“In the 1960s I started going to antique shows and was overwhelmed by the beauty of these tiles,” she says. “Some were from the Aesthetic Movement and others were art deco or art nouveau.” She was partial to the latter.
Stacy, now retired after serving under the leadership of five directors as librarian at the Virginia Museum of Fine Arts, familiarized herself with art nouveau as it gained attention in the 1960s. “I kind of arrived at my appreciation of the style by myself,” she says. But then, in the mid-1970s, Richmond connoisseurs Sydney and Frances Lewis loaned their considerable art nouveau collection for a special exhibition at the museum. “The Lewises really pumped me up,” Stacy says.
“I like the use of line and the flat use of color,” she says. “Many of the forms are naturalistic; they recall the forms of nature. But there is a flamboyance that classical design doesn’t have.”
When Stacy began collecting tiles, they were affordable and available. The least she ever paid was $10 and she wouldn’t go over $25. “Even Barbra Streisand [famous for her collecting] says that you should never pay more for something than you could sell it for.”
Now, Stacy marvels that dealers ask much more per tile.
“Two things happened,” she says. “There has been an awakening of design as art — not just in tiles but in other things as well. And when the newly wealthy dot-com people began buying things, that blew prices out of the water.”
Initially, Stacy was reluctant about collecting as a pastime. “My mother thought the idea of collecting things was a spend-thrift hobby,” she says.
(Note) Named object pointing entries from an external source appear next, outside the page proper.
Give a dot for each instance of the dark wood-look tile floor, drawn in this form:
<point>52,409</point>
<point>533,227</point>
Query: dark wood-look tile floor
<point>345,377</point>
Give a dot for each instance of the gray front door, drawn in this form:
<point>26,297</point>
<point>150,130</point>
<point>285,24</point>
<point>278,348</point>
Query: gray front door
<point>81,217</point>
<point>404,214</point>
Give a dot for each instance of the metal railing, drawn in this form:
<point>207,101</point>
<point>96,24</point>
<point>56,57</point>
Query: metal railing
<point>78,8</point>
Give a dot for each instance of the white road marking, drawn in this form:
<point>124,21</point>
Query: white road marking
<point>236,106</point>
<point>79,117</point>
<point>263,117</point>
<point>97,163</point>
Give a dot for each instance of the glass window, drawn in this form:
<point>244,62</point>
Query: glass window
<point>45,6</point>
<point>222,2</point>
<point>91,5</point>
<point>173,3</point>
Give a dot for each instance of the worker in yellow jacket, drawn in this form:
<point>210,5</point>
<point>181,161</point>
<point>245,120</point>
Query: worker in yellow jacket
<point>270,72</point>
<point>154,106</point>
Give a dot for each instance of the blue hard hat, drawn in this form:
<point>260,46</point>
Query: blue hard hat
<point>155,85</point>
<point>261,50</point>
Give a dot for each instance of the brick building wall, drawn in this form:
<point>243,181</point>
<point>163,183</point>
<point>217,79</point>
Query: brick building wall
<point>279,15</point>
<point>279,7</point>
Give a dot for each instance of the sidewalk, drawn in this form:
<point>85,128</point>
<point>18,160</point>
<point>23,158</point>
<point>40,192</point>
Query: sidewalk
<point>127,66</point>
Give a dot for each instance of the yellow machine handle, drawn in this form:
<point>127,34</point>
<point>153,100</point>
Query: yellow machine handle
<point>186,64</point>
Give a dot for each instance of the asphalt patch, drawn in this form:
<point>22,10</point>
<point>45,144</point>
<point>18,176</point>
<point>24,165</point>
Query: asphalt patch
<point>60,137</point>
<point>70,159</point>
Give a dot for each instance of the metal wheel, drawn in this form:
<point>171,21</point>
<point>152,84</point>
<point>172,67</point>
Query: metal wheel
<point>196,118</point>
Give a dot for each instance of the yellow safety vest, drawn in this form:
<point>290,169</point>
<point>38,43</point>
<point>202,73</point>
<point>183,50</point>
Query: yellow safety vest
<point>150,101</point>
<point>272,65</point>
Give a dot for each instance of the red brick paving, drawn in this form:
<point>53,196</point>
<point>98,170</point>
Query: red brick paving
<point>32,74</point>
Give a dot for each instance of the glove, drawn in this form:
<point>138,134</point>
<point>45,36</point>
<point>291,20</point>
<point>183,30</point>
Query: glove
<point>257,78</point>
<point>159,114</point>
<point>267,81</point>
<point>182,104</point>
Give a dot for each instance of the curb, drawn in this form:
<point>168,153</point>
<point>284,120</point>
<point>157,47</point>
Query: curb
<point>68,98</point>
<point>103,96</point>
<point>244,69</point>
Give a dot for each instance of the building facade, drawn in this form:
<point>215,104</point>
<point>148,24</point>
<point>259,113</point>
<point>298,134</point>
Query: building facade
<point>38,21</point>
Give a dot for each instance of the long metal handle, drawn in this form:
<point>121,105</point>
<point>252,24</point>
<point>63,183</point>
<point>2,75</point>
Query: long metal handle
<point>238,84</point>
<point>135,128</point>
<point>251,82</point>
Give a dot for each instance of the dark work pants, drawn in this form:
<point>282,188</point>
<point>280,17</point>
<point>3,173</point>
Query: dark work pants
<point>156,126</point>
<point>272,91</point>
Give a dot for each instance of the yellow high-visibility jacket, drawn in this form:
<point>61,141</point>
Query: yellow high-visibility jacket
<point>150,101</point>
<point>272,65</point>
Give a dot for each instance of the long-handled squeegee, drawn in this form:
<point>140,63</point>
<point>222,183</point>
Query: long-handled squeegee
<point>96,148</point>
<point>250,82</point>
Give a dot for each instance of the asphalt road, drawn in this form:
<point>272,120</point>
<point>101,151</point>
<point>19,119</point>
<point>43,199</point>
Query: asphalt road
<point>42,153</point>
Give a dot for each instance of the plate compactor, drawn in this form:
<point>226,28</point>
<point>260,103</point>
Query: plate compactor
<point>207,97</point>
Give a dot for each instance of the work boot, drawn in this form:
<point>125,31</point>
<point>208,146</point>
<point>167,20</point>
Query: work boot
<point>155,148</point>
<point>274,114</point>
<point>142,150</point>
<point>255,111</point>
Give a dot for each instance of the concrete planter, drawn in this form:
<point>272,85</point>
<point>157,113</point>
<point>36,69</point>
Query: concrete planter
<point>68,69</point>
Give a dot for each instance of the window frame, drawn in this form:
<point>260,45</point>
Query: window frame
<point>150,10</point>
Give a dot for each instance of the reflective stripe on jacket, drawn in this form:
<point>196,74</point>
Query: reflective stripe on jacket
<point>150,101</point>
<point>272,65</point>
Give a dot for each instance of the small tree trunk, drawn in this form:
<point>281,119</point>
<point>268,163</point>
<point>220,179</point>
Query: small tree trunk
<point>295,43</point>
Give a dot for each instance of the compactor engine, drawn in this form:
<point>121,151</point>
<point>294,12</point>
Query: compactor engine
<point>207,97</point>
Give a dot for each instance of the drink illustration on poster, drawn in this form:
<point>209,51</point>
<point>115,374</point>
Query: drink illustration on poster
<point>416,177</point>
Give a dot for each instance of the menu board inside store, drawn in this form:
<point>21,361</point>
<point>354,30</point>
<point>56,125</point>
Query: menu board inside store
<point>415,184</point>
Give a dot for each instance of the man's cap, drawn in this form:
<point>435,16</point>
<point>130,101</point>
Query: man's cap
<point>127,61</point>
But when Stacy discovered that her mother quietly collected butter dishes, she was freed from filial guilt.
Although prices are inching upward, Stacy says she loves the thrill of the find at antique shows and has not succumbed to buying antiques on the Internet. “I like seeing the dealers and talking about the pieces,” she says. “You might as well be buying a piece of machinery over e-Bay. There is no mystique, no personal interaction. You can’t handle the piece or bargain to perhaps get a better price.”
With 85 tiles, Stacy says her collecting has slowed. “I can’t find things that are that much different from what I already have.”
She now gives considerable attention to her displays. Some tile collectors frame the objects and others install them in bathrooms and kitchens. Stacy simply sets her pieces tabletop alongside other objects or places them on a high, shallow shelf she installed along four walls in her dining room. Where others might have put a decorative wallpaper frieze, there are now glazed textures, bold and somber colors and dynamic patterns. “That room was a stepchild so I thought, why can’t I put them in there?”
Stacy glances up admiringly at her tiles and then pauses, saying, “I suppose if there is ever an earthquake they might all come down.”